Assim, por estar em vigor a citada portaria e por colocar em dúvida o funcionamento da Câmara de Vereadores de Ilhéus e saúde de terceiros, pois só um laudo da Vigilância Sanitária e/ou do Corpo de Bombeiros poderá liberar a abertura do prédio com segurança e sem risco a quem quer que seja, e ainda com base no art. 301 do Código de Processo Penal, COMUNICO A QUAISQUER AUTORIDADES DO ESTADO DA BAHIA QUE O VEREADOR ABRAÃO ABRAÃO OLIVEIRA, DOS SANTOS CPF 651928265-00, RG 673370313, ESTÁ EM FLAGRANTE DELITO PELO CRIME DEFINIDO NO ART. 299 C/C SEU PARÁGRAFO ÚNICO, DEVENDO QUALQUER AUTORIDADE PROCEDER À PRISÃO E CONDUÇÃO DO MESMO.

Oficie-se à 7ª COORPIN de Ilhéus para que se dê conhecimento desta ordem judicial a quaisquer integrantes da Polícia Civil da Bahia. No mesmo sentido, ao Comando Geral da Polícia Militar. 

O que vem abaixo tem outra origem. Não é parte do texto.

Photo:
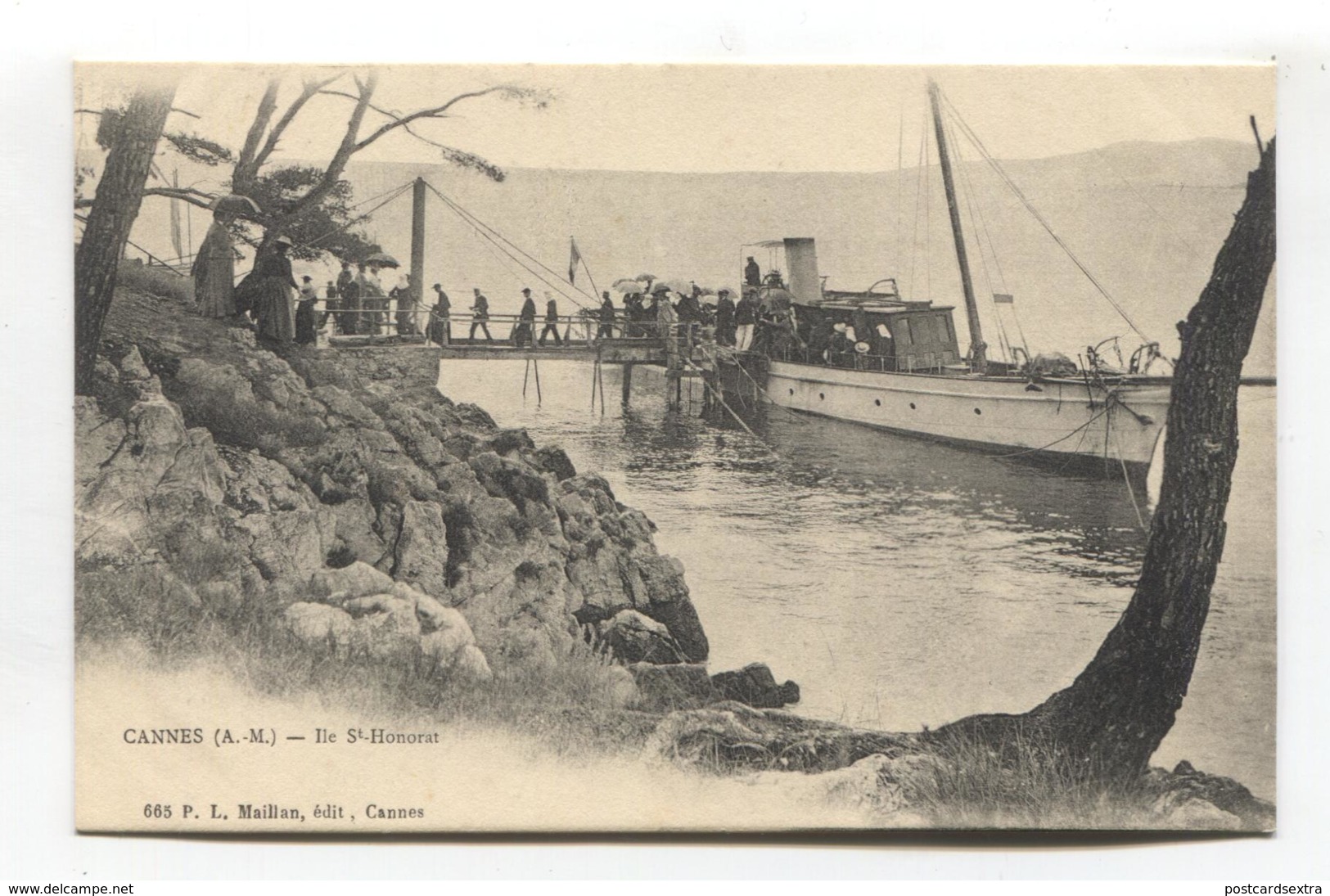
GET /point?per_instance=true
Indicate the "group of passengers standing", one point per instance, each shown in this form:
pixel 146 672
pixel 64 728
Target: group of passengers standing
pixel 285 311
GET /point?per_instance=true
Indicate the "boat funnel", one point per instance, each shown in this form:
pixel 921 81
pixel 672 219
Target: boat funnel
pixel 801 259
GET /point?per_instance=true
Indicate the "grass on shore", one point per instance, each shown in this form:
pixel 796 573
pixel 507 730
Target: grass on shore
pixel 570 702
pixel 1025 786
pixel 156 281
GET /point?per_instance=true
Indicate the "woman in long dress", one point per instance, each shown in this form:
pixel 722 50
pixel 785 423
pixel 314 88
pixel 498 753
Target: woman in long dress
pixel 277 286
pixel 214 272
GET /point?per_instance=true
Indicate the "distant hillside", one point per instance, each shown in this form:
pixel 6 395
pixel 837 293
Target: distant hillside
pixel 1147 218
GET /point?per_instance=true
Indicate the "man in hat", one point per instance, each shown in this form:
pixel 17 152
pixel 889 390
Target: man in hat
pixel 479 317
pixel 277 286
pixel 214 268
pixel 606 318
pixel 523 332
pixel 349 293
pixel 725 319
pixel 304 326
pixel 751 272
pixel 440 329
pixel 745 319
pixel 551 319
pixel 406 308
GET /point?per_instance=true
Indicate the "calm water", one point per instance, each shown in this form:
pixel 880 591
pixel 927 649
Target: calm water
pixel 904 583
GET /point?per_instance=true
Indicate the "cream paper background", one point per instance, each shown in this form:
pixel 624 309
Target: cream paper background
pixel 674 119
pixel 36 644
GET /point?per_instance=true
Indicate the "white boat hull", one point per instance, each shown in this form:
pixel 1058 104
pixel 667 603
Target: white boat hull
pixel 1066 419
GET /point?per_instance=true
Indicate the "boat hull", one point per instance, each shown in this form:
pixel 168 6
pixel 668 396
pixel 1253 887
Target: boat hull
pixel 1075 423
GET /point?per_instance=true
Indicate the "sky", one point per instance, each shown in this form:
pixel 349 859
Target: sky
pixel 732 117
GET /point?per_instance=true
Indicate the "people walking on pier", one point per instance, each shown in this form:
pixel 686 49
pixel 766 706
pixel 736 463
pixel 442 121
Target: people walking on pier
pixel 634 313
pixel 521 334
pixel 344 278
pixel 745 319
pixel 372 298
pixel 406 317
pixel 304 315
pixel 551 321
pixel 214 268
pixel 440 330
pixel 277 285
pixel 606 318
pixel 349 322
pixel 479 317
pixel 665 323
pixel 724 319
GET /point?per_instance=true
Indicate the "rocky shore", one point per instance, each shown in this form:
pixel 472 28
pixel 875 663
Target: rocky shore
pixel 362 516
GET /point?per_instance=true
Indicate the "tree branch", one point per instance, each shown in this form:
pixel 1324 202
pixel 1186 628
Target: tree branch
pixel 246 169
pixel 185 193
pixel 346 149
pixel 390 115
pixel 309 91
pixel 438 112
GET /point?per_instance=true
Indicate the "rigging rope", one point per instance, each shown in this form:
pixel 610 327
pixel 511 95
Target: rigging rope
pixel 495 236
pixel 1003 342
pixel 1030 206
pixel 361 217
pixel 914 242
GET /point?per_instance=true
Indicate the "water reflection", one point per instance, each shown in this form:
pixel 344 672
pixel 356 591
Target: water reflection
pixel 904 583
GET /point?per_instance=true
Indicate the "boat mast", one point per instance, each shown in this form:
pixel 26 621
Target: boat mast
pixel 976 336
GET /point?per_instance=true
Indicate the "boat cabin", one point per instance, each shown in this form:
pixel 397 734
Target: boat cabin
pixel 902 335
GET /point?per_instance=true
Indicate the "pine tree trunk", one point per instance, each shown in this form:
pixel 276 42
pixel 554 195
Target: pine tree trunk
pixel 110 218
pixel 1120 708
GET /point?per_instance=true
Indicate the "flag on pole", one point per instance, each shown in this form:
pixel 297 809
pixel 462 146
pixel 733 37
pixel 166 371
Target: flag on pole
pixel 574 258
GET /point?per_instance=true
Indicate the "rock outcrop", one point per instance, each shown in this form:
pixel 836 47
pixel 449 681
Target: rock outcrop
pixel 326 481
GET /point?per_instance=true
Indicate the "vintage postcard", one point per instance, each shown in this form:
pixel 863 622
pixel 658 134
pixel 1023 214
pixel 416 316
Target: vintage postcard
pixel 674 448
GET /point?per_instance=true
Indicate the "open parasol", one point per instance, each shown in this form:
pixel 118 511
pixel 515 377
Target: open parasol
pixel 382 259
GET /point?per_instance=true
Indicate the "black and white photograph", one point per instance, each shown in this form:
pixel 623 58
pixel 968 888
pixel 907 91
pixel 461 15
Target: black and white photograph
pixel 674 448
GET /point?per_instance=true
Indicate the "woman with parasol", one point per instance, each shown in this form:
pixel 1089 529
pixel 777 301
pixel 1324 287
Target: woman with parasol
pixel 276 287
pixel 214 266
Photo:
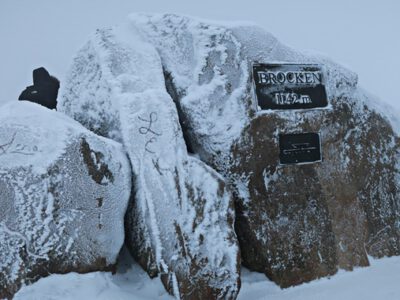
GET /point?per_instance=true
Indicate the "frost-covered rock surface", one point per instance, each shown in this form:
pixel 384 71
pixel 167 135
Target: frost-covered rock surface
pixel 295 223
pixel 180 224
pixel 63 196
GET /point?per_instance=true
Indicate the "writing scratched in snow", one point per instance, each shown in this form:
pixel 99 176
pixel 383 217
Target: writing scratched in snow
pixel 11 147
pixel 149 131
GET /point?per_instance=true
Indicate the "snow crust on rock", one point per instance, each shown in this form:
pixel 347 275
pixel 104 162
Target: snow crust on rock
pixel 55 214
pixel 181 222
pixel 210 71
pixel 207 68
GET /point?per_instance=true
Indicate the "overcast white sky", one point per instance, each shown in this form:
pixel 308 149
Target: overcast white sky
pixel 361 34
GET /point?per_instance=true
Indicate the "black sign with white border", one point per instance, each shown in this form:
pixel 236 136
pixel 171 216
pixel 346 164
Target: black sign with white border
pixel 289 86
pixel 299 148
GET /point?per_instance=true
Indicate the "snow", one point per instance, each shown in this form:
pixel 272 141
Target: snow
pixel 48 196
pixel 116 88
pixel 370 46
pixel 379 281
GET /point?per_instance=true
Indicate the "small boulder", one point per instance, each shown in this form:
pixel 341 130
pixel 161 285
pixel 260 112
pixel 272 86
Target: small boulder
pixel 180 223
pixel 63 196
pixel 295 222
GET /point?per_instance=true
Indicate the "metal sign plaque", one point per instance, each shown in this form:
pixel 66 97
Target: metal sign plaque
pixel 299 148
pixel 289 86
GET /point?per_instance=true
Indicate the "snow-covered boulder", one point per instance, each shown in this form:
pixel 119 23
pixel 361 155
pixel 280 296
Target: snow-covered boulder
pixel 180 224
pixel 63 195
pixel 294 222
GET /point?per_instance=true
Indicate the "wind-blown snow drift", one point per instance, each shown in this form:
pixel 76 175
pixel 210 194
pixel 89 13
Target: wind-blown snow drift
pixel 63 195
pixel 300 222
pixel 181 221
pixel 293 222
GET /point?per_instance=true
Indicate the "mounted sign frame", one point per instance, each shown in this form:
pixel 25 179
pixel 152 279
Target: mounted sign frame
pixel 299 148
pixel 289 86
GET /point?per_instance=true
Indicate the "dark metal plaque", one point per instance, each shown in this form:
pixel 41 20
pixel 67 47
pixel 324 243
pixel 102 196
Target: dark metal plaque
pixel 299 148
pixel 289 86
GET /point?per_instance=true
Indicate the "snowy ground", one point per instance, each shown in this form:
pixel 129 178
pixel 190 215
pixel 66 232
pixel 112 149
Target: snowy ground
pixel 380 281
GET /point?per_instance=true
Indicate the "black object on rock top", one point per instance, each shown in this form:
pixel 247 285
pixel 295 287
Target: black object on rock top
pixel 44 90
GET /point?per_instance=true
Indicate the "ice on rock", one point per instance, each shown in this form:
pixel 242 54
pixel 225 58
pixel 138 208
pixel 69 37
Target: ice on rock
pixel 63 196
pixel 180 223
pixel 294 223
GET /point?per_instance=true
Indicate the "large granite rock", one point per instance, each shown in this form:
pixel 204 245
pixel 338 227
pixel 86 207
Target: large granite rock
pixel 295 223
pixel 63 196
pixel 180 224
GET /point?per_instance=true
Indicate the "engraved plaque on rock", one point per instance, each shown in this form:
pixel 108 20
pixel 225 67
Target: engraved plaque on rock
pixel 289 86
pixel 299 148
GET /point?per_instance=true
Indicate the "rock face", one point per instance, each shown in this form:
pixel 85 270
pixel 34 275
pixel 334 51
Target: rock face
pixel 295 223
pixel 180 225
pixel 63 195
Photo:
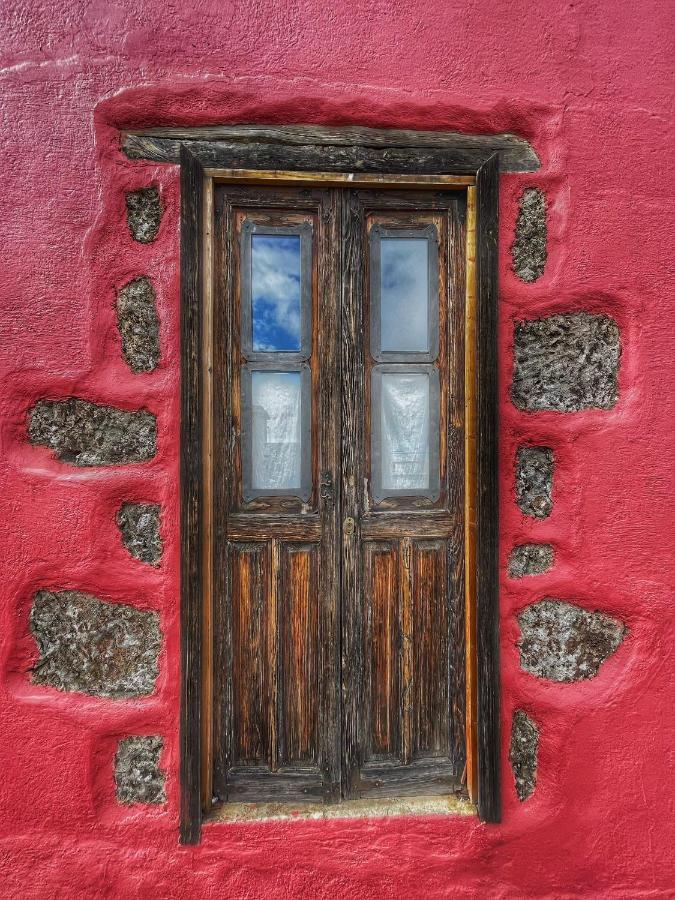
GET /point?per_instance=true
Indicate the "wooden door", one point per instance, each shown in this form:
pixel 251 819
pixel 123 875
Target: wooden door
pixel 276 557
pixel 403 477
pixel 338 462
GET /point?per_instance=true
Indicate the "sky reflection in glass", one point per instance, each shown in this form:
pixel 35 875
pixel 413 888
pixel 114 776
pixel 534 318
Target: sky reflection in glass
pixel 404 286
pixel 275 281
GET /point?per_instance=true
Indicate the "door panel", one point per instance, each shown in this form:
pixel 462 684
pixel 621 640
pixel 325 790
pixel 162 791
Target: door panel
pixel 276 716
pixel 252 627
pixel 338 498
pixel 401 594
pixel 299 640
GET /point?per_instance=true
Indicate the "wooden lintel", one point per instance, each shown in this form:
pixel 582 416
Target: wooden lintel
pixel 350 149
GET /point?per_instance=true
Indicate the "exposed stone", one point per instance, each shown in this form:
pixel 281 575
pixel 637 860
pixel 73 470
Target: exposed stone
pixel 523 753
pixel 566 363
pixel 534 481
pixel 563 642
pixel 138 324
pixel 144 214
pixel 139 526
pixel 530 559
pixel 138 777
pixel 528 250
pixel 104 649
pixel 86 434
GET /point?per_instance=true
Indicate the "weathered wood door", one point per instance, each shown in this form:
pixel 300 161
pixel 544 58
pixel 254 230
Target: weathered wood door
pixel 338 496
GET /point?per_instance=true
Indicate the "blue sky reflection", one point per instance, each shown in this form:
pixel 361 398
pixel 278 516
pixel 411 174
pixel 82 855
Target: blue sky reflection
pixel 275 280
pixel 404 282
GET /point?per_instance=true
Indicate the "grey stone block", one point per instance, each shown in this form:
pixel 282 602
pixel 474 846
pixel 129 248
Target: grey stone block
pixel 88 645
pixel 144 214
pixel 139 526
pixel 138 778
pixel 530 559
pixel 523 754
pixel 534 481
pixel 528 250
pixel 563 642
pixel 138 325
pixel 566 363
pixel 86 434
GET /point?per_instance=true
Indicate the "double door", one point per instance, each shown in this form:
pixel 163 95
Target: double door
pixel 338 497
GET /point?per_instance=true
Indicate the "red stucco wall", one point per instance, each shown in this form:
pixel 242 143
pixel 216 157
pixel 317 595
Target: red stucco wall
pixel 587 84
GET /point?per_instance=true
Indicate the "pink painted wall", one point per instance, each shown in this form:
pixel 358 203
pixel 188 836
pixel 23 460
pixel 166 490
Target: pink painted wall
pixel 588 84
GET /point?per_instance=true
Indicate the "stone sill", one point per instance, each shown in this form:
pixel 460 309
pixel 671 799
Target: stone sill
pixel 231 813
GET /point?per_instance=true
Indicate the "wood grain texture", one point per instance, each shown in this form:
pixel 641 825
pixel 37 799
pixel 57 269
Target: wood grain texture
pixel 516 152
pixel 191 495
pixel 346 728
pixel 290 739
pixel 253 646
pixel 487 500
pixel 430 649
pixel 381 650
pixel 300 654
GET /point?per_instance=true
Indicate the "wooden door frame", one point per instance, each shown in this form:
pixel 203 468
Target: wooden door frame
pixel 473 169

Oficie-se À SECRETARIA DE SAÚDE DO MUNICÍPIO DE ILHÉUS E AO CORPO DE BOMBEIROS DO ESTADO DA BAHIA para que só após sua inspeção, sem qualquer perigo, libere, ATRAVÉS DO COMPETENTE ALVARÁ, o prédio da Câmara Municipal de Ilhéus. 

Oficie-se a todos os integrantes do Poder Legislativo de Ilhéus.

Oficie-se ao Tribunal de Contas dos Municípios para que quando da análise das contas da Casa neste ano, tenha conhecimento de tal conduta do gestor.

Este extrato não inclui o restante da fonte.